One in nine Americans 65 and older have Alzheimer’s disease. It's a devastating condition that drastically changes a person and their family’s quality of life.
Decades of research have finally produced a promising drug - that experts hope could also prevent dementia symptoms from even developing in those at greatest risk.
National Health Reporter Erin Billups looks at a trial underway aimed at changing the future of Alzheimer’s disease.
For over 15 years, Ronald Reilley watched his sister Joan slip away as she battled Alzheimer's disease.
“She would be repeating things. She would be forgetting things,” said Reilley. “I mean, my sister was there, but her mind had left and it was very sad to see her go.”
About 6.5 million Americans are living with Alzheimer’s disease. It is estimated that number will double by 2050. Dr. Anton Porsteinsson, director of the Alzheimer's Disease Care, Research and Education Program at the University of Rochester said the so-called plaque and tangles that cause Alzheimer’s disease start building up in the brain 20 to 25 years before symptoms show.
“In the last two decades, we've come to the understanding that you don't wake up one day having Alzheimer's disease,” said Porsteinsson. “Our belief is that if we target those changes, we can prevent the cascade that then happens that ultimately leads to this accelerated brain cell death.”
At Rochester University’s School of Medicine, Porsteinsson and his team are exploring whether the onset of symptoms can be delayed, or even prevented. The university is one of 70 institutions taking part in the Ahead Study funded by National Institutes of Health
His team is using a medication already available to some Alzheimer’s patients experiencing cognitive impairment, Lecanemab, brand named Leqembi. It is the first FDA-approved drug proven to reduce beta amyloid plaque build up in the brain and slow the progression of Alzheimer's disease.
“We think that it's an opportune moment to take it much earlier in the disease course,” said Porsteinsson.
The double-blind clinical trials include people as young as 50, with a family history of Alzheimer’s, before they show signs of the disease.
Participants need to be in good cardiovascular health because in rare cases, the drug may cause bleeding in the brain.
“This drug it is so effective in clearing beta amyloid out of the brain. Beta amyloid can sit both on top of brain cells and in the arteries that kind of crisscross the brain and it will remove this toxic beta amyloid out of the arteries as well,” said Porsteinsson.
“But if that happens too quickly, before the vessel can kind of seal itself, you can have a temporary period where the vessel can become sleepy or leaky.”
At 70 years old Reilly volunteered for the study. He was told he also has the APOE 4 gene, which is shown to increase the risk of Alzhiemer’s. He felt he needed to participate in a study that may help pave the way to a world with fewer cases of Alzheimer’s disease.
“I saw what it did to my sister and how it affected her. And I know there's millions of people out there and the population is aging,” said Reilley. “In the long run, people have to do this. So I'm one of the ones.”
If lecanemab fails to slow progression in individuals with the APOE 4 gene, Porsteinsson said it may be back to square one. But he has been working with the drug for more than a decade and said he has never been more hopeful.

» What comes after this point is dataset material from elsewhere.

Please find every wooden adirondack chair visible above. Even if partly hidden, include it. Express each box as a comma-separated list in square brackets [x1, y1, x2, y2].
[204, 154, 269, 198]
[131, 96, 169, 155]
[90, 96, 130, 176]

“We have strong faith and belief that this will work, but we have to prove it. This is a significant intervention. It's complex, it's costly, and we want to prove that it's effective,” said Porsteinsson.
Lecanemab infusions cost about $26,000. Porteinsson acknowledges it is a hefty price tag right now, but countered that when prevention is compared to the $320 billion annual cost of caring for Alzheimer’s patients, it may be worth it.
Eventually, experts hope manufacturing costs will go down and affordable generics will become available.